Bu yazışmaların tümü aşağıdadır.  Önce bu yazışmaların içeriğini kısaca özetlemek istiyorum. 



9 Ocak 2021'de iki eski kamp katılımcım olan “Ayşe” ve "Ahmet", bana, Medrese Ekibine ve Seyyar Sahne’de oyun yaptığımız iki kadın oyuncuya 14 sayfalık bir taciz ve saldırı suçlaması yolladılar. Bu metin iki kısımdan oluşuyordu. Birinci kısmı “Ayşe” kaleme almış ikinci kısmı ise “Ahmet” kaleme almıştı. Bu metin çeşitli düzeylerde revize edilip kısaltılarak önce tüm tiyatro camiasına e-mail yoluyla yollandı. Sonra 14 sayfalık metnin ilk kısmı 2 sayfaya düşürülerek sosyal medyada paylaşıldı.  Son olarak “Ayşe” bir blog (Link)  açarak metnin yine revize edilmiş halini yayınladı. 

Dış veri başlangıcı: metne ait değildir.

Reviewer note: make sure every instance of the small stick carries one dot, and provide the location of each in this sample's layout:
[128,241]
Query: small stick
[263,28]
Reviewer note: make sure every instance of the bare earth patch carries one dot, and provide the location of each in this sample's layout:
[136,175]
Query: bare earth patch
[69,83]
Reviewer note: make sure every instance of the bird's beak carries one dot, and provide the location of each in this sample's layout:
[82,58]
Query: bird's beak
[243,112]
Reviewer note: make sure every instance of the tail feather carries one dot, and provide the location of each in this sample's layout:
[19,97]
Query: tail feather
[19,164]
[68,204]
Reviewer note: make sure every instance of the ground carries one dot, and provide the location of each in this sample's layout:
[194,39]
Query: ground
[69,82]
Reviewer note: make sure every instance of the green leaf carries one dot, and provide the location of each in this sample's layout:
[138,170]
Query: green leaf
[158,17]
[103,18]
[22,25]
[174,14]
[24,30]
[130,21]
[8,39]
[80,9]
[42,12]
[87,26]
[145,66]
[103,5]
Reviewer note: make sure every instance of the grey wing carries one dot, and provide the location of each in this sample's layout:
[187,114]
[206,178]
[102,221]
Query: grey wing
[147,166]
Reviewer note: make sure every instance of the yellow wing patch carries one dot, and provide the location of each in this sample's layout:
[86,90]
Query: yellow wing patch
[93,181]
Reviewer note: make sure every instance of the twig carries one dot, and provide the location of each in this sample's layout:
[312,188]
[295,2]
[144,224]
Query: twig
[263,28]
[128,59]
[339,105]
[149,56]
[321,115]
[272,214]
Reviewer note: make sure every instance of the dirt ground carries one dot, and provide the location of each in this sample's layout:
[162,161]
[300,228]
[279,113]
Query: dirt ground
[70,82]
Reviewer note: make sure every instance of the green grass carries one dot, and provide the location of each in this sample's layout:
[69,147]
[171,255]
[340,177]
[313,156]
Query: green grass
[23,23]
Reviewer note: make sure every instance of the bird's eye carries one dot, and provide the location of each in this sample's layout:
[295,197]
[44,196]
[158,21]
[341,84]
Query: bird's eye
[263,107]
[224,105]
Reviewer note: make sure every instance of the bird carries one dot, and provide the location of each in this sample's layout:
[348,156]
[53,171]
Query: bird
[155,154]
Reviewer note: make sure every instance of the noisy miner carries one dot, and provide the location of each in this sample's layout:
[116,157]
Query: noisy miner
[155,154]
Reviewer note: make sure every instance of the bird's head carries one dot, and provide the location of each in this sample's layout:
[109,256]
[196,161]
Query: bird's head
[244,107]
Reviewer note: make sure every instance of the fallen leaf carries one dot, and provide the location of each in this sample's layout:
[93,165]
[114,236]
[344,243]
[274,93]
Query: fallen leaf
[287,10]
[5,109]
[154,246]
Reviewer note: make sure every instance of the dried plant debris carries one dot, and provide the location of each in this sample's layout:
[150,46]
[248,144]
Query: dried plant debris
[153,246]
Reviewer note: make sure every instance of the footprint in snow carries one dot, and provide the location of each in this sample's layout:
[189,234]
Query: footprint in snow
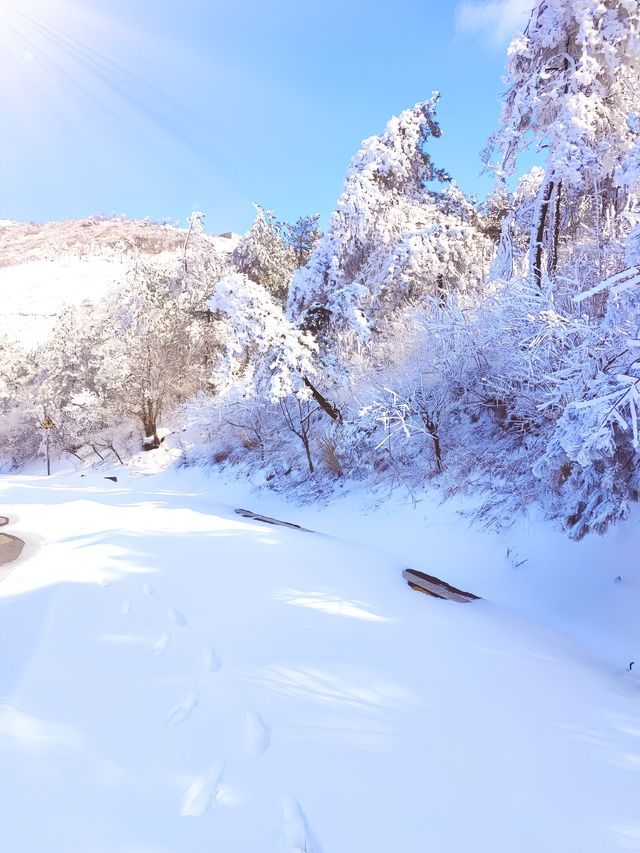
[201,792]
[182,710]
[296,835]
[210,660]
[257,734]
[160,644]
[176,617]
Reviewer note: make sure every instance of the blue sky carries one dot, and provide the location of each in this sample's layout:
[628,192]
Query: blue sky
[156,108]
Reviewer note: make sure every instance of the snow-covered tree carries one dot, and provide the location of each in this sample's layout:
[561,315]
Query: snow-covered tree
[573,85]
[302,236]
[264,256]
[391,238]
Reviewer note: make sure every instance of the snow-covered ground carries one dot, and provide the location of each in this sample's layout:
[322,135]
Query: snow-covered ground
[177,679]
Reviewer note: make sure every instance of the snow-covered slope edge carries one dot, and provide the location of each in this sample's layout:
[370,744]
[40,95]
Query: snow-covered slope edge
[182,679]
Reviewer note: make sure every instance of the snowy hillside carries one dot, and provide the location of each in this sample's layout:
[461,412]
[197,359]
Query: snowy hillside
[47,267]
[183,679]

Metnin ilk halinde suçlamalar sıralandıktan sonra talep olarak benim bir daha atölye yapmamam isteniyordu. Ben de yukarıda da bahsettiğim üzere bir süre atölye vermeyi düşünmediğim için bu mesele çözülene kadar Medrese Ekibine bu taleplerini yerine getirmenin benim için sorun olmadığını söyledim. 10 Ocak’ta Medrese Ekibi “Ayşe”ye e-mail atıp talebinin yerine getirildiğini, isterse konuşmaya açık olduklarını yazdılar. “Ayşe” de aynı gün teşekkürlerini ileten ve iyileştiği günlerde sohbet etmek isteyebileceğini ifade eden mesajla yanıt verdi. Ertesi gün bu metnin yollandığını öğrendiğimiz Güray Dinçol, Erkan Uyanıksoy ve Elif Temuçin ekibinden Erkan Uyanıksoy’un ev arkadaşı olan Firuze Engin telefonla İpek Türktan’ı arayarak mutlaka ifşa olması gerektiği konusunda ısrarcı olduklarını söyledi. Bunun üzerine 12 Ocak’ta Medrese Ekibi bu ekibe bir mail atarak ifşa’nın hem şikâyet sahibinin talebi olmadığını hem de orantısız sonuçlar doğuracağını, üstelik benim Medrese’nin genel sanat yönetmenliğinden de çekildiğimi bildirdi. Bu mailden sonra Erkan Uyanıksoy ve Elif Temuçin’den ve ardından Güray Dinçol’dan dostane görünen ama korkunç tehditler içeren iki e-mail geldi. “İfşa”yı Medrese’nin yapması konusunda ısrarcı oldular ve yazışmalar bu ısrarla tıkandı. 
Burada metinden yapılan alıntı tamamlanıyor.